According to Pliny, it was Fulvius Hirpinus in Tarchemia, a city not far from Rome, where he established the first cochlearia or place of cultivation, in approximately 50 BC, and in which they fattened the snails with milk, bran and some wine , reaching a deserved importance. They were not only dedicated in the cochlear plants to the improvement of the native species of snails, but they also bred other species from Illyria, North Africa, Borealis, Capri and Liguria. Although some species of these snails are still appreciated, at present they do not reach, by far, the estimate they enjoyed among the Romans.
In Pompeii these farms were also established, next to Vesuvius, where archaeologists have discovered thousands of shells that demonstrate that the snail trade at that time was a good business.
Pliny was already talking about roasted snails, tasted with wine and served as entertainment for meals. In Roman Gaul they were taken together with fruit and cheese. Apicius has reviewed a recipe for roasted snails.
According to a recent investigation by the University of Cádiz, snails were part of the ingredients contained in Garum vessels (a sauce that was used as a condiment in ancient times and was highly appreciated) that have been found in the remains of a wreck from Roman times sunk on the Mediterranean coast. (It is the first review I read about this Garum preparation, but scholars will know why they say it).
In the Middle Ages snails were eaten frequently, one of the reasons "this meat did not break Lenten abstinence."

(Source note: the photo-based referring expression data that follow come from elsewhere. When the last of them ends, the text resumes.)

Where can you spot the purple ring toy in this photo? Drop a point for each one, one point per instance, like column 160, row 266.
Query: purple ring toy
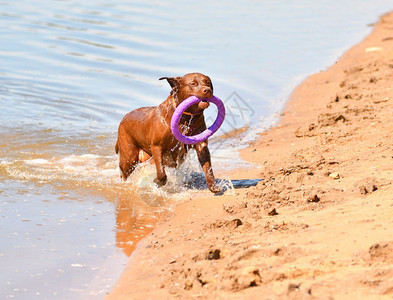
column 203, row 135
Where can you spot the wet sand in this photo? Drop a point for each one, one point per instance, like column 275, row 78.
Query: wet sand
column 318, row 224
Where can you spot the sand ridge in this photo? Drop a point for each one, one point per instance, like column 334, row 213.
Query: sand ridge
column 319, row 223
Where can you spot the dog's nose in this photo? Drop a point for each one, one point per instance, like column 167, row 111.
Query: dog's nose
column 207, row 90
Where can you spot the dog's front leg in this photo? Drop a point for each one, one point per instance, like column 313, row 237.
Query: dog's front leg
column 157, row 156
column 204, row 159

The snails fried with oil and onion were eaten, on skewers or boiled. In some European monasteries it was a regular dish.

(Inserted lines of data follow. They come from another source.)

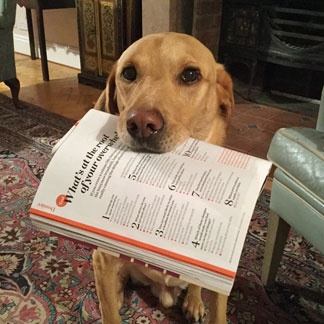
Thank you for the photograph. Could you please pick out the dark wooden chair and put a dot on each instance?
(39, 6)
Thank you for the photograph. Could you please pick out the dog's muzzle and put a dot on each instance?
(144, 124)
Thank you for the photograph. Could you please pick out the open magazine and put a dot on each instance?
(185, 212)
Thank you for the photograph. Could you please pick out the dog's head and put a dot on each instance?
(165, 88)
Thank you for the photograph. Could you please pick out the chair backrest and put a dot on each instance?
(320, 117)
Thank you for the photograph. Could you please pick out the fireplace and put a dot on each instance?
(280, 43)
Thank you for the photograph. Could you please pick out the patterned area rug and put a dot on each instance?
(44, 279)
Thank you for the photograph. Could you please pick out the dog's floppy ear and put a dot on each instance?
(107, 100)
(224, 88)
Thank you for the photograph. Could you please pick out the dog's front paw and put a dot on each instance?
(193, 307)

Nola does not mention them, but there are several references to them in the ancient gastronomic bibliography, one of the first allusions being, at least up to what I know in Spanish publications, what appeared in the "Book of the Art of kitchen”Published in 1614 by Diego Granado giving detailed instructions on how to clean, purge, and preserve snails as well as how to prepare them fried and stewed (I have to comment on what Granado wrote, he copied it from the book published in 1570 by the master Bartolomeo Scappi, private cook of Pope Pius V), later cited by Salsete, both Montiño (1763), and Altimiras (1758), Remetería 1837 cite them in their publications and they also appear in the Manual de cuinar (1830), Novísimo dictionary Manual del arte de kitchen (1854), Modern Cook (1888) and the Practical Cook (1892). Leonardo Da Vinci in his notes on kitchen He gives some very curious instructions on how to serve the snails and a recipe for conch soup.
Already in the XNUMXth century, almost all the books published show recipes for snails.
Following the thread of heliciculture, at first the helicicultural activity was none other than the search in the field of snails, either for private consumption or to sell them.
Consumption increased greatly, especially in France, so by the sixties of the last century snail farms were already established, first precariously and now fully industrialized.